Algo habrá hecho mal la Iglesia
17.04.08 @ 06:23:37. Archivado en Artículos
De los miles de artículos que llevo escritos, el que más irritación había producido hasta hace poco es uno publicado hace dos años: Si Estados Unidos no existiera, era su título. Se trataba de un breve texto digamos que de política ficción. La tesis, muy sencilla, era que sin el gran país de Jefferson y Madison, Franklin y Lincoln habría menos democracia y libertad en el mundo y hasta Hitler podría haber ganado la II Guerra Mundial.
¡La que se armó! Los lectores me llamaron de todo menos guapo. Y es que los Estados Unidos producen una masiva e irracional animadversión, jamás sustentada por argumentos suficientes.

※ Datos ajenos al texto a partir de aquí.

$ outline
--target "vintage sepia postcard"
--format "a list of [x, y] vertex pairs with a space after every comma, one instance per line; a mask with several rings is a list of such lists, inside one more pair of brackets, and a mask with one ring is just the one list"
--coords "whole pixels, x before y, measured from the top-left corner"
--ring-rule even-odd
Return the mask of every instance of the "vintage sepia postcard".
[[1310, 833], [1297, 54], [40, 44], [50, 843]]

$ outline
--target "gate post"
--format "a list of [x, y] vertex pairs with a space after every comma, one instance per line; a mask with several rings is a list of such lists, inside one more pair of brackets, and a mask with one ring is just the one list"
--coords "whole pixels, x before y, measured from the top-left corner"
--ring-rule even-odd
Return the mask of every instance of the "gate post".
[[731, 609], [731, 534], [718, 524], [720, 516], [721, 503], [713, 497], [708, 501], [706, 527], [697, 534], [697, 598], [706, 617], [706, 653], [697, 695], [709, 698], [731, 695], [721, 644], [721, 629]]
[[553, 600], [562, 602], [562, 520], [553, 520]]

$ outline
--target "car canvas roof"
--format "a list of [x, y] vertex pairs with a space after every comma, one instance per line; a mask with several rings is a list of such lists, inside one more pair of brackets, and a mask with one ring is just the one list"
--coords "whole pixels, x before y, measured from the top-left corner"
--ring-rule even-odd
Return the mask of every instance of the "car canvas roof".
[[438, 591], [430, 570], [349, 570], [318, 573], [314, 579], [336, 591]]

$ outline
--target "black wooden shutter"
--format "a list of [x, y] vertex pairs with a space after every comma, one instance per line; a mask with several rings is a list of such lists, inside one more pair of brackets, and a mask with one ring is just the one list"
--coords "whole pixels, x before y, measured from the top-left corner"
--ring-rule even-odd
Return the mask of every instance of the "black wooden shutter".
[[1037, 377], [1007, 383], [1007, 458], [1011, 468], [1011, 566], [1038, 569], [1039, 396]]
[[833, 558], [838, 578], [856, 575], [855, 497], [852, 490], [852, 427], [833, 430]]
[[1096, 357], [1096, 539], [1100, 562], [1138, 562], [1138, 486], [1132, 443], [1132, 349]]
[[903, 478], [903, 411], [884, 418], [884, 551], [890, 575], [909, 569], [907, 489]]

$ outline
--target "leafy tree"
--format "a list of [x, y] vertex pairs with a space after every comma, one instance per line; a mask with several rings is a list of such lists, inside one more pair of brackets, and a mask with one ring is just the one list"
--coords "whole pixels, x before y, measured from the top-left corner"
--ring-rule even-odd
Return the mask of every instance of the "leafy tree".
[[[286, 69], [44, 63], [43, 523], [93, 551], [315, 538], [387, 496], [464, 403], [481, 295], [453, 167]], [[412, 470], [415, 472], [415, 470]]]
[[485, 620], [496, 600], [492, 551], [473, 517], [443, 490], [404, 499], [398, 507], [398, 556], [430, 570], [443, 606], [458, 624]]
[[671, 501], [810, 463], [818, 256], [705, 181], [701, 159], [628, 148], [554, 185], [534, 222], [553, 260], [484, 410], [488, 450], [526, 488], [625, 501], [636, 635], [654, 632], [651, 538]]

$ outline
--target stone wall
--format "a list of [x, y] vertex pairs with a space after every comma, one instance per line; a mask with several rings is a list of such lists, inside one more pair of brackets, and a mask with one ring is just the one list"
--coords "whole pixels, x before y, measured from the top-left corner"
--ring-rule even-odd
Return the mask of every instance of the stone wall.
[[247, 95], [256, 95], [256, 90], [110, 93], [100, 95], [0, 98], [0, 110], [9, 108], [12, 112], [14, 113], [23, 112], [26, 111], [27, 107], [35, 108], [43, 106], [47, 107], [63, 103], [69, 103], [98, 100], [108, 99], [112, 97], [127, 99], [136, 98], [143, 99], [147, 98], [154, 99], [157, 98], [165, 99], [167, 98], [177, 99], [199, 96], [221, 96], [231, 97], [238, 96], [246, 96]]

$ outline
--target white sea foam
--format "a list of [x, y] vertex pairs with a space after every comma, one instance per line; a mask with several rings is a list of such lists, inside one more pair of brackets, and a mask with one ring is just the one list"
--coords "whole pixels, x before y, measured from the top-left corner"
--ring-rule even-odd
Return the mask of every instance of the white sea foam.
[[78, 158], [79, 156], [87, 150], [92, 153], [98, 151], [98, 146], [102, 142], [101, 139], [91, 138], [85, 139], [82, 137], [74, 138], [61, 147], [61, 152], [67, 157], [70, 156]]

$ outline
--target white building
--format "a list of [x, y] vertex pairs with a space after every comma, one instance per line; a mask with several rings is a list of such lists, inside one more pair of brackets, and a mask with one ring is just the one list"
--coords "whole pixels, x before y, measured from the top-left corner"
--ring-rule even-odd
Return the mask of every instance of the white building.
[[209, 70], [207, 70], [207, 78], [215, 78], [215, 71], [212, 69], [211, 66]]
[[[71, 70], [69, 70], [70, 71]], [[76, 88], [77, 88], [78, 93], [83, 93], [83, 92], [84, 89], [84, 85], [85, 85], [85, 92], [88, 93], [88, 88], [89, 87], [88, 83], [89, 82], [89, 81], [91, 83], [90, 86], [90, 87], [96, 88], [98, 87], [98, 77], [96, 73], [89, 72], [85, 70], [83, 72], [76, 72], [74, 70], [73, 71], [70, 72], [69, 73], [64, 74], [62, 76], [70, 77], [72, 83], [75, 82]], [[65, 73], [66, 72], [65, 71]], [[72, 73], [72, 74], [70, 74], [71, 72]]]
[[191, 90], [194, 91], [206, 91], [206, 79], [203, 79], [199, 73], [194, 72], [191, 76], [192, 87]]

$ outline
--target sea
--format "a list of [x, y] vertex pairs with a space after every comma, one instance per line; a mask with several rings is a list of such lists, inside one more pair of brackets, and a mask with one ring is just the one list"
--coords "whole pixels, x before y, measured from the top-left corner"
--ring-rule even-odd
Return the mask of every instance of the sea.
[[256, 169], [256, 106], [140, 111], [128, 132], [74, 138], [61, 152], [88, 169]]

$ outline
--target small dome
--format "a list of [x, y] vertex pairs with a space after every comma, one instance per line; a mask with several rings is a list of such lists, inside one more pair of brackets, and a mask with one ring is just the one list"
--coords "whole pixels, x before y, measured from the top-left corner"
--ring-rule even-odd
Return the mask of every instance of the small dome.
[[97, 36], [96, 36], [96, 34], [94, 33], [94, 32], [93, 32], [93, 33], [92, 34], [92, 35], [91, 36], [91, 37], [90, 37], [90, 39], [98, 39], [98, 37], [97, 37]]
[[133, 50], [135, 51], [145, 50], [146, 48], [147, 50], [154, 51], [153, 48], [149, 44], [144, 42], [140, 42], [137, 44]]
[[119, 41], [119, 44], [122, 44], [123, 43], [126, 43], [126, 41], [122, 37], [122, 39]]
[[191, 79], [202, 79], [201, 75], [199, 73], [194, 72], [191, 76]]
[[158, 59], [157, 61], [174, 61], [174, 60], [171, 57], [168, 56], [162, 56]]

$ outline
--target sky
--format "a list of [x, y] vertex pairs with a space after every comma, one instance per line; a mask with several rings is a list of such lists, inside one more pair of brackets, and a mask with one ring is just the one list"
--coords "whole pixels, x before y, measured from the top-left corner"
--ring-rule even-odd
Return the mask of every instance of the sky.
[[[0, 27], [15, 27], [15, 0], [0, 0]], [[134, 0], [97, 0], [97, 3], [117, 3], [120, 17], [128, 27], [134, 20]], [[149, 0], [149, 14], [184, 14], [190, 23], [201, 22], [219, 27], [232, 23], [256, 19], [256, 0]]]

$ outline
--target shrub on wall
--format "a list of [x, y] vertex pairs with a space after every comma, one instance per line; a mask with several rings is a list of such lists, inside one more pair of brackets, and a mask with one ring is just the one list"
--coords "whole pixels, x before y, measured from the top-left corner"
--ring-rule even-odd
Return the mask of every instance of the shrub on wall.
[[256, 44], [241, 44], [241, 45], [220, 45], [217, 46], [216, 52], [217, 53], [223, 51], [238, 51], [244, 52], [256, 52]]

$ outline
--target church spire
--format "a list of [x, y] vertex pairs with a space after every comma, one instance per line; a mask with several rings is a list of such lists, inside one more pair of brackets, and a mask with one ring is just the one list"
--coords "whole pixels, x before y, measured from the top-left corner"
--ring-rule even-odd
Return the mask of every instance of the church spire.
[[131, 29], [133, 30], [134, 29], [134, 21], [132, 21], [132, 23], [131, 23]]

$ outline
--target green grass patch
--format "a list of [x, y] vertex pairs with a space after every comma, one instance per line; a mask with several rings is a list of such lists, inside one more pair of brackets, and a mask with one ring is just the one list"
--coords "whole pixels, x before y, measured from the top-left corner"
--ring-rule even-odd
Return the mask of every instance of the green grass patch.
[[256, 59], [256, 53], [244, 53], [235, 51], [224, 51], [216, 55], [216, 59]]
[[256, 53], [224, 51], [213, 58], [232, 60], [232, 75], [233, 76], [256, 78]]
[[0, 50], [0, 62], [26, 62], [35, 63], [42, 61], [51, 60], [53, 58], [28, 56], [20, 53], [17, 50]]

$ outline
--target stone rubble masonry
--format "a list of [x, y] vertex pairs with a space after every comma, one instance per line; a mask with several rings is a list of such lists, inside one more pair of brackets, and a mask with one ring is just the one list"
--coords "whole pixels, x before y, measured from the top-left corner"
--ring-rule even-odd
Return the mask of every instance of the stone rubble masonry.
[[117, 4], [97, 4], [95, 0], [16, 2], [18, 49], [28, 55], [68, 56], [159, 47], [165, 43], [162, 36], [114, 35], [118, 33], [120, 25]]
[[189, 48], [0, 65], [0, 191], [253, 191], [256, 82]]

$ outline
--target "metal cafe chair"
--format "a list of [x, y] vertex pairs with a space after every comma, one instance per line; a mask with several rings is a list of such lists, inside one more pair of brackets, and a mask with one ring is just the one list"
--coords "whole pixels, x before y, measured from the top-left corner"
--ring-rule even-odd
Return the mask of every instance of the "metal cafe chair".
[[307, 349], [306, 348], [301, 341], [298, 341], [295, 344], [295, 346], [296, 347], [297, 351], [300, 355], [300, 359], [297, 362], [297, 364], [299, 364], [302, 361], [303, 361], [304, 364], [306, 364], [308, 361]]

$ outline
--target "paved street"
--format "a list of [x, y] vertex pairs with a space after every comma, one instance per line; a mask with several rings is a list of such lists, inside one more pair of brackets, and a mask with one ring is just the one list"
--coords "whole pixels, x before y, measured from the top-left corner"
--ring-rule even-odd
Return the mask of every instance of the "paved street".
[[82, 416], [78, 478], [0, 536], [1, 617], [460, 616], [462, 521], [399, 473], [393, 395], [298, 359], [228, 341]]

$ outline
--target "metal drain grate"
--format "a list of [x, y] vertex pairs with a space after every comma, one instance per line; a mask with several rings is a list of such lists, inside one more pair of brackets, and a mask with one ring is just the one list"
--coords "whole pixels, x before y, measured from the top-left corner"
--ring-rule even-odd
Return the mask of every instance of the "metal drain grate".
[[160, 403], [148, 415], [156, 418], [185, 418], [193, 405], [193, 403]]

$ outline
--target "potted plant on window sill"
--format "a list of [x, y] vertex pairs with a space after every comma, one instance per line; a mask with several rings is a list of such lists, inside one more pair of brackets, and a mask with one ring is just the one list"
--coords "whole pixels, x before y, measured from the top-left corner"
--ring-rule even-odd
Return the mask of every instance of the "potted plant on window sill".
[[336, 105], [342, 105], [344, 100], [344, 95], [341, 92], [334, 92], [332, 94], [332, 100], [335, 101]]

Pues bien. Un artículo más reciente, publicado en la revista diocesana de Valencia, Paraula, hace sólo un par de meses, ha provocado una reacción más urticante, si cabe, al colgarlo en un blog, ya saben: en uno de estos cuadernos de bitácora cibernéticos que tanto se llevan ahora. El texto en cuestión se titulaba El cristianismo “mete miedo” y en él reproducía algunas muestras de descalificación hacia la religión cristiana, hechas incluso por supuestos creyentes, frente a una tolerancia absoluta y suicida hacia lo que proceda de otros pagos, como el Islam, pongo por caso.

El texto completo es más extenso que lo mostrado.